これは清原のシャブに次いで刑務所でも話題になっていたのだが、窃盗をグループでやっている人に言わせるとあるあるらしい。

結果的に何故この様な二次被害が起きるかだが、刑務所の個人情報の管理のずさんさに起因するとしか言いようがない。

このずさんさは筆舌しがたいのだが、受刑者の家族の名前や住所はもちろん、親兄弟などの身内、友達など刑事施設に追記登録してある全ての個人情報が他の囚人に見られ暗記され共有される。

その為、我々はどうすればお互い勘ぐる事なく二次被害に遭わないで済むか皆で知恵を出し合った結果、刑務所の付き合いを外にそのまま持ち出し徐々にフェードアウトしていくしかないという結論に至ったのだ。

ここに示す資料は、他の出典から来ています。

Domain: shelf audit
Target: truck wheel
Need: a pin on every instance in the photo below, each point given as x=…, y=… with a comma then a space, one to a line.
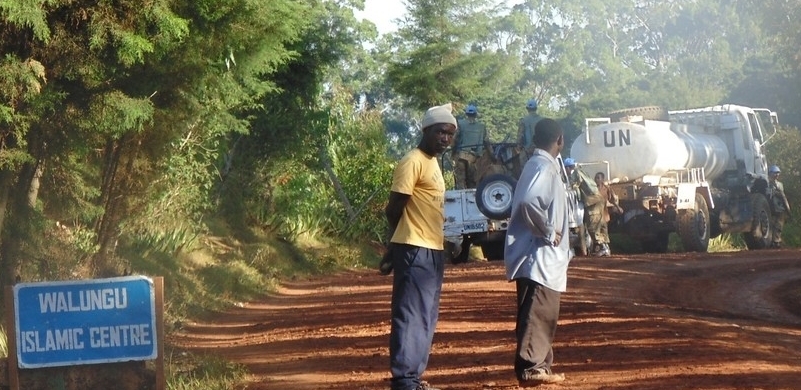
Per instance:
x=654, y=113
x=693, y=226
x=493, y=250
x=458, y=254
x=760, y=234
x=494, y=196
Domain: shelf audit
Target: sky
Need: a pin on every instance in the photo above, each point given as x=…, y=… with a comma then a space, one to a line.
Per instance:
x=382, y=13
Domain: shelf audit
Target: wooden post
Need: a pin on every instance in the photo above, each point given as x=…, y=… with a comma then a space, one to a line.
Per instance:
x=11, y=338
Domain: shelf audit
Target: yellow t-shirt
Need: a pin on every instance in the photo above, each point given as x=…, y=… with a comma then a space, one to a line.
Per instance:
x=418, y=175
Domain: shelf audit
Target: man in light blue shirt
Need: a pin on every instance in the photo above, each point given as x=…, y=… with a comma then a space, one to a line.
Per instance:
x=537, y=254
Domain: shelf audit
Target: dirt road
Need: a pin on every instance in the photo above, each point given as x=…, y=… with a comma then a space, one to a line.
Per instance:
x=676, y=321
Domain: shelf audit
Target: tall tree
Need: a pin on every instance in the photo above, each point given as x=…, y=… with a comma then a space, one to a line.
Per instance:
x=441, y=51
x=124, y=82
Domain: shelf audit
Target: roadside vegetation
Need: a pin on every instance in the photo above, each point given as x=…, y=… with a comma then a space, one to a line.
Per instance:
x=230, y=145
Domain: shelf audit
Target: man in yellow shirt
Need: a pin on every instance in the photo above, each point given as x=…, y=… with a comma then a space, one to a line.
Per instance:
x=415, y=214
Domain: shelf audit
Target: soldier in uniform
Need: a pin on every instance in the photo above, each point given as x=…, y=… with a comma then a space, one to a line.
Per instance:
x=471, y=140
x=598, y=216
x=780, y=207
x=525, y=134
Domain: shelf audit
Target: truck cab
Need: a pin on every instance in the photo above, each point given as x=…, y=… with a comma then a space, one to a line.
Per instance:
x=480, y=216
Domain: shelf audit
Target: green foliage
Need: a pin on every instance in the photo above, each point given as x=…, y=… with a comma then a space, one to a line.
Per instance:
x=357, y=145
x=726, y=242
x=233, y=279
x=207, y=372
x=28, y=14
x=3, y=342
x=441, y=55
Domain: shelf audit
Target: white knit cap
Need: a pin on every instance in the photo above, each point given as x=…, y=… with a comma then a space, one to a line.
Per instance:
x=439, y=114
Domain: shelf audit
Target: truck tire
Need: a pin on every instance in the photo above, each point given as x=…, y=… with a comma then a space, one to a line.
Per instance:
x=458, y=254
x=693, y=226
x=494, y=196
x=654, y=113
x=760, y=234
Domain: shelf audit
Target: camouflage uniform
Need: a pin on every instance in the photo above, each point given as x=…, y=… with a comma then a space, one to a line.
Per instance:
x=471, y=139
x=780, y=208
x=525, y=137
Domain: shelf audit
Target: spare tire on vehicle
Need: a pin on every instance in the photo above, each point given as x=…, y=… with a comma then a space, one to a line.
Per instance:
x=494, y=196
x=653, y=113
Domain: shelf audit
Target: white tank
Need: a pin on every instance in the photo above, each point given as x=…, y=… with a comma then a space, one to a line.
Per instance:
x=635, y=150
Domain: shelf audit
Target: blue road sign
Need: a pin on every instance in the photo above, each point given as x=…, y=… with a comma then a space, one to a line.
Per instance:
x=85, y=321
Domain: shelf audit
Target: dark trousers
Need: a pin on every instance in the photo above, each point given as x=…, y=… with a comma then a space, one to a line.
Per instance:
x=537, y=314
x=416, y=289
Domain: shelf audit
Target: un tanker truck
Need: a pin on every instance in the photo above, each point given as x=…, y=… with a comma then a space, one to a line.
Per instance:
x=697, y=172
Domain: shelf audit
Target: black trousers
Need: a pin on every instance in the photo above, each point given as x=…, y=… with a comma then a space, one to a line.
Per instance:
x=537, y=314
x=416, y=290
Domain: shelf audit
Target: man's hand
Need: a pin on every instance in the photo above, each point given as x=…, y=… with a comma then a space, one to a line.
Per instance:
x=557, y=240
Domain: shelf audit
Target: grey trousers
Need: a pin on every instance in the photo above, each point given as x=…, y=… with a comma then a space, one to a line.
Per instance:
x=537, y=314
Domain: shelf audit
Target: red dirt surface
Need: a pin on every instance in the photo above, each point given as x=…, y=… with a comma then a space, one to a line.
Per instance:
x=675, y=321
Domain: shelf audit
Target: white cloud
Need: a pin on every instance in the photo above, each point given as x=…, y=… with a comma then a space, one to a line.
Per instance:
x=383, y=13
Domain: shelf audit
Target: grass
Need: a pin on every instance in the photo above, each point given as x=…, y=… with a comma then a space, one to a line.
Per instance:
x=3, y=342
x=189, y=372
x=222, y=271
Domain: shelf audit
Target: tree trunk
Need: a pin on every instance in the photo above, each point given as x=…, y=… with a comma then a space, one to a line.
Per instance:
x=9, y=269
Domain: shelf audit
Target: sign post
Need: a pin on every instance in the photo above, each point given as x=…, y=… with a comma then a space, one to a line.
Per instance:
x=84, y=322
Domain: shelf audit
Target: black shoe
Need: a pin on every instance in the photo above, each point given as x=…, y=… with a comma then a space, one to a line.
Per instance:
x=425, y=386
x=534, y=377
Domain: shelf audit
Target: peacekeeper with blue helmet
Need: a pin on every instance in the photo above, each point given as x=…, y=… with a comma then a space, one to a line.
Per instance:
x=471, y=141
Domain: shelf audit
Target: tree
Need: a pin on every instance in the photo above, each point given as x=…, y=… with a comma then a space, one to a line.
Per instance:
x=441, y=53
x=123, y=83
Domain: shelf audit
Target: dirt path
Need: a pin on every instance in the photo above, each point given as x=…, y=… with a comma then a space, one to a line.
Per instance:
x=679, y=321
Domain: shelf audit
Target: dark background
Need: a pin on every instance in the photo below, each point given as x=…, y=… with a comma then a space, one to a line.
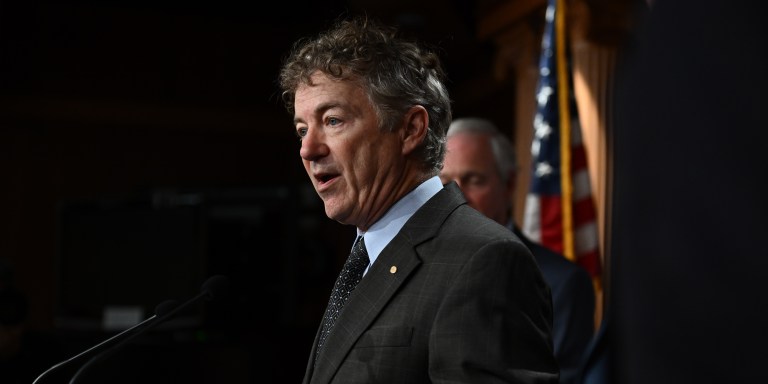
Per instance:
x=144, y=148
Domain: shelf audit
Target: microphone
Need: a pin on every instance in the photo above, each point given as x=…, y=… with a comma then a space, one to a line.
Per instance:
x=214, y=287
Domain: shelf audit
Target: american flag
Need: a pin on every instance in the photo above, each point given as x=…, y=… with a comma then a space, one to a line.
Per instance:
x=559, y=210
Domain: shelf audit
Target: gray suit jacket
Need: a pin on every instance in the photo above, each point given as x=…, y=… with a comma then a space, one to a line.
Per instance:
x=454, y=298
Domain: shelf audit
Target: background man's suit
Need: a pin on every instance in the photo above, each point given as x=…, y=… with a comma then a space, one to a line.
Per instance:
x=573, y=300
x=466, y=296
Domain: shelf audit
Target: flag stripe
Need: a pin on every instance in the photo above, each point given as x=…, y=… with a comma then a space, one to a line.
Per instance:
x=560, y=212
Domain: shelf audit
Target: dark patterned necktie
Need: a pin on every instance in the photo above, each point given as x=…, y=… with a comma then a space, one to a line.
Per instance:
x=350, y=275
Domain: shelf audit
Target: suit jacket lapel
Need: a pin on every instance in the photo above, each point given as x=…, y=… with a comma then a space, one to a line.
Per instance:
x=382, y=281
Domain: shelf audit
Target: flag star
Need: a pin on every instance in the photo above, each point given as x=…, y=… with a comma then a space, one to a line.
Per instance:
x=544, y=94
x=543, y=169
x=542, y=128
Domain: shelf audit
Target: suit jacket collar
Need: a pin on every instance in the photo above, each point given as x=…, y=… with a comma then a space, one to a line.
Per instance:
x=398, y=260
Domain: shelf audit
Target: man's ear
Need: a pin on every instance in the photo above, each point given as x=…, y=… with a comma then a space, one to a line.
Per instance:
x=511, y=184
x=416, y=125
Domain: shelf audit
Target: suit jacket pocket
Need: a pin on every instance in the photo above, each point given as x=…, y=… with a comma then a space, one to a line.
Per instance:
x=386, y=337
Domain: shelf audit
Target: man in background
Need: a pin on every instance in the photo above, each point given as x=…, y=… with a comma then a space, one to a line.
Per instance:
x=482, y=161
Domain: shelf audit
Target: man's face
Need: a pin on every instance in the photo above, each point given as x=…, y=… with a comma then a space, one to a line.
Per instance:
x=350, y=161
x=469, y=161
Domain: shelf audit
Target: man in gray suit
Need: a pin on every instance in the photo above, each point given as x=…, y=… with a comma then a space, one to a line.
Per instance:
x=482, y=161
x=448, y=295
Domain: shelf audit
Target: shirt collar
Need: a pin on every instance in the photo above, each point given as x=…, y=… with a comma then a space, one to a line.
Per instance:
x=384, y=230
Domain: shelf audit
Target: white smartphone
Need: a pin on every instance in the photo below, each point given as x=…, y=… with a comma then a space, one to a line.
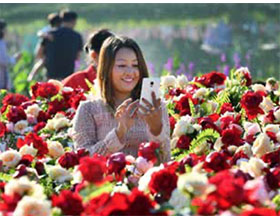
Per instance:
x=150, y=85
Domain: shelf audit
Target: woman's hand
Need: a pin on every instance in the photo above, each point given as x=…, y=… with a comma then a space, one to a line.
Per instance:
x=125, y=115
x=152, y=114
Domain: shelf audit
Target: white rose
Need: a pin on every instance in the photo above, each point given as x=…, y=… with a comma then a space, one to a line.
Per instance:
x=23, y=186
x=178, y=200
x=59, y=174
x=143, y=165
x=182, y=81
x=267, y=104
x=168, y=81
x=10, y=158
x=272, y=128
x=55, y=149
x=28, y=149
x=194, y=182
x=277, y=114
x=29, y=206
x=200, y=93
x=254, y=166
x=258, y=87
x=33, y=110
x=261, y=145
x=20, y=126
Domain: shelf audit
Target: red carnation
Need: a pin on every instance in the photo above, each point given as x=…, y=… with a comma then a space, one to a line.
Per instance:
x=37, y=142
x=15, y=114
x=14, y=99
x=93, y=168
x=184, y=142
x=259, y=212
x=3, y=129
x=116, y=163
x=148, y=151
x=69, y=202
x=44, y=90
x=250, y=101
x=163, y=182
x=68, y=160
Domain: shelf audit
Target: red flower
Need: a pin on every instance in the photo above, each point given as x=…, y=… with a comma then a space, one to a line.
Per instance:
x=229, y=190
x=14, y=99
x=250, y=101
x=232, y=135
x=211, y=79
x=69, y=202
x=3, y=129
x=184, y=142
x=37, y=142
x=93, y=168
x=69, y=159
x=15, y=114
x=116, y=163
x=148, y=151
x=259, y=212
x=163, y=182
x=44, y=90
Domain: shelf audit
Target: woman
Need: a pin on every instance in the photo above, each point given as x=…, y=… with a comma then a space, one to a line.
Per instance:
x=5, y=59
x=113, y=123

私の刑務所仲間は官側が何も対策を立ててくれない現状を半ば諦め、この現状を理解しているからこそ刑務所の付き合いをわざわざ外に持ち出している。

刑務所仲間とは言ってはいるが、実際には友情など誰も微塵も感じてはいない。

これも受刑者になった以上致し方ないのであろう。

※補足 刑務所の繋がりは出所後7ヶ月で10人に増えた。恐らくあと2年で30人には増えるだろう。